The First Third started out with a Bang, with quite a bit of spice on the tongue (a surprising amount, really), and flavors of oak and nuts. During the entire First Third, the profile shifted from spicy to sweet at random times, keeping me on my toes. A great start to the cigar.
Between the 1st and 2nd thirds, I noticed the excellent burn line, and had to take a photograph of it.
The Second Third started out wonderfully spicy and sweet (still with quite a bit of oak flavors), but added a fairly strong note of Vanilla and a hint of a floral note as well (but it never came close to coming out of the background of the profile). The sweetness also started diminishing at the end of this third.
The Final Third did not exactly fall apart, but the sweetness that was present in the first 2 thirds left complexly, and I was left with a spicy, leathery flavor that had just a hint of tart nuttiness as well. It did not turn mild however, and stayed that way until the end of the smoke.
- While smoking this cigar, my eyes were continuously drawn the aforementioned band. Just a great example of what cigars bands can be.
- The amount of spice that was present in this cigar was really astounding.
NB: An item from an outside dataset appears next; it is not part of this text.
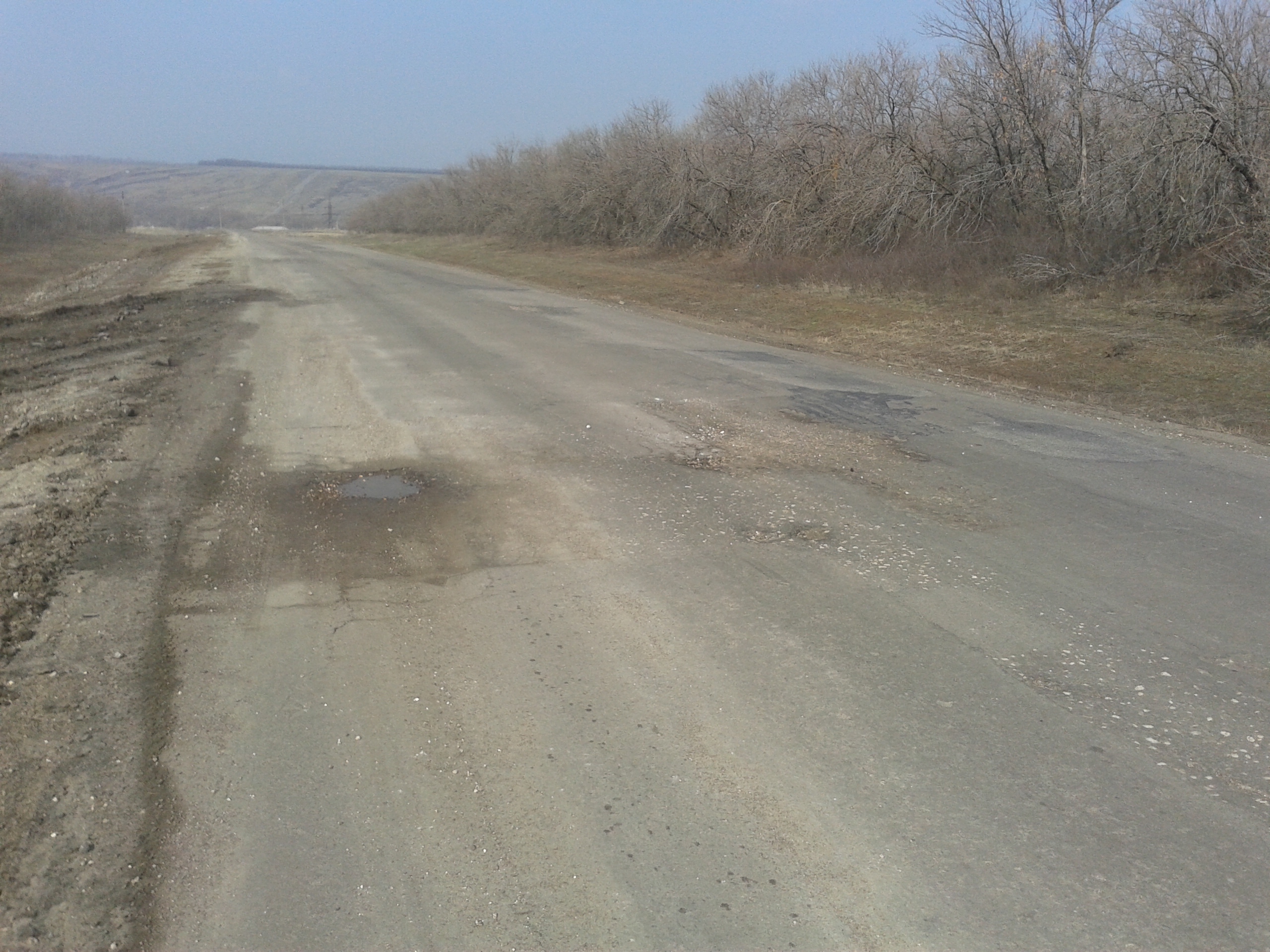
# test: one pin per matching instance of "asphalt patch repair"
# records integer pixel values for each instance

It made all the flavors that I tasted that much more enjoyable, and to have that amount of flavors and spice in a cigar this old speaks volumes about the quality of tobacco that was used when it was rolled almost 100 years ago.
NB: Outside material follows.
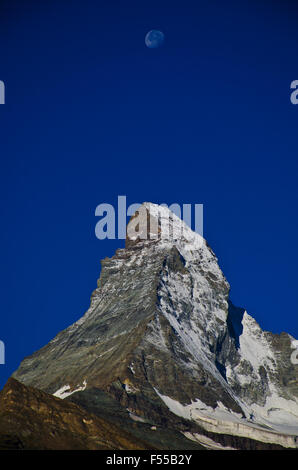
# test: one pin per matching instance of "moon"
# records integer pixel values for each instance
(154, 39)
- This cigar had quite a few things that were perfect about it. Perfect Draw, Perfect Burn and the Perfect amount of smoke.
- I figured that each puff I took was equal to about a year of it’s age.
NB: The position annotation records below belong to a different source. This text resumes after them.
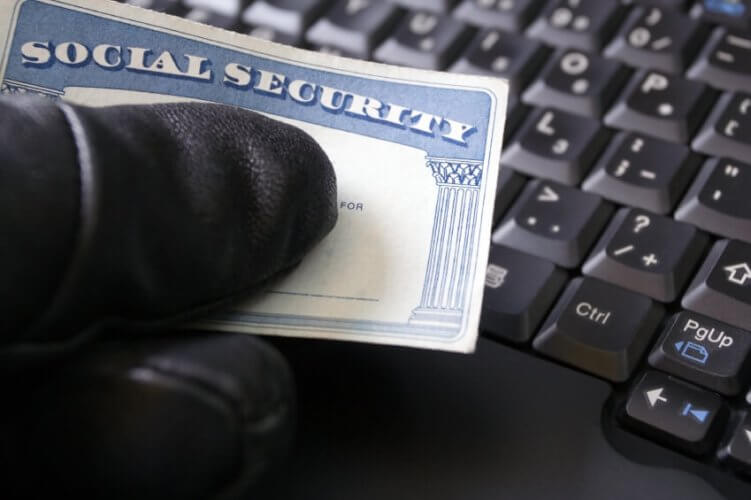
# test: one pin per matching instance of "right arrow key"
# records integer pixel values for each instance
(674, 412)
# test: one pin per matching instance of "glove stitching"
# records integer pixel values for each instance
(87, 220)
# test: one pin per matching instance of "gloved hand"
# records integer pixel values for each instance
(116, 224)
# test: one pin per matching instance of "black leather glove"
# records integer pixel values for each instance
(118, 222)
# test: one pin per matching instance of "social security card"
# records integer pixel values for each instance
(415, 152)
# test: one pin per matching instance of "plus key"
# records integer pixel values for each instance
(663, 106)
(647, 253)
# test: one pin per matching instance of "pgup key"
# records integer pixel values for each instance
(647, 253)
(556, 145)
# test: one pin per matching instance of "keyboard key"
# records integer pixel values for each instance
(509, 185)
(704, 351)
(439, 6)
(267, 33)
(599, 328)
(508, 15)
(725, 61)
(736, 13)
(354, 27)
(737, 451)
(676, 413)
(647, 253)
(519, 290)
(424, 40)
(718, 200)
(515, 114)
(503, 55)
(578, 82)
(227, 8)
(727, 131)
(659, 39)
(663, 106)
(581, 24)
(556, 145)
(643, 172)
(554, 222)
(212, 18)
(290, 17)
(722, 287)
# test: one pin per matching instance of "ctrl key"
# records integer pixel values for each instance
(676, 413)
(737, 452)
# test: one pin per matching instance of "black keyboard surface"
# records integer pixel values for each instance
(622, 244)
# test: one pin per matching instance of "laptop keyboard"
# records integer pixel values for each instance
(622, 242)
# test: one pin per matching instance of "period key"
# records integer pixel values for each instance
(704, 351)
(599, 328)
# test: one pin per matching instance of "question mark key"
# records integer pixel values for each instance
(647, 253)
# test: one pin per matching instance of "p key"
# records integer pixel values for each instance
(727, 131)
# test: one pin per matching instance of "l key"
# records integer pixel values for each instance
(556, 145)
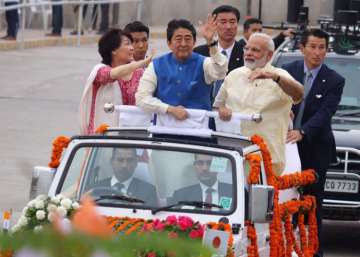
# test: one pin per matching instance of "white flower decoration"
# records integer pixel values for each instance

- The Final Smoking Time on this cigar was 1 Hour and 15 Minutes.
The Bottom Line: Considering the track record I have had with some vintage cigars so far (ranging from just an average smoke like the 1954 H. Upmann Belvedere, to tasting “like licking an old person”, like the Farach Farachitos Pre Embargo Cuban, this cigar surprised the hell out of me! I knew it would be different experience then the others I have smoked (it is the oldest I cigar I have smoked at around 90 years old, and is a true Cuban, made with all Cuban tobacco, unlike most of the others in this series, which have been Clear Havanas), but honestly, this cigar is in a class by itself. Perfect construction, and an astounding amount of flavor and spice made this an absolute joy to smoke. With quite a few other vintage smokes, there is always an urge to make excuses (“Sure, it tastes like shit, but it is like 60 years old!”), with this cigar, not excuses are necessary. I would put this cigar against 90% of the smokes that are being released today, and it would win. I would give it quite a high score, if I could.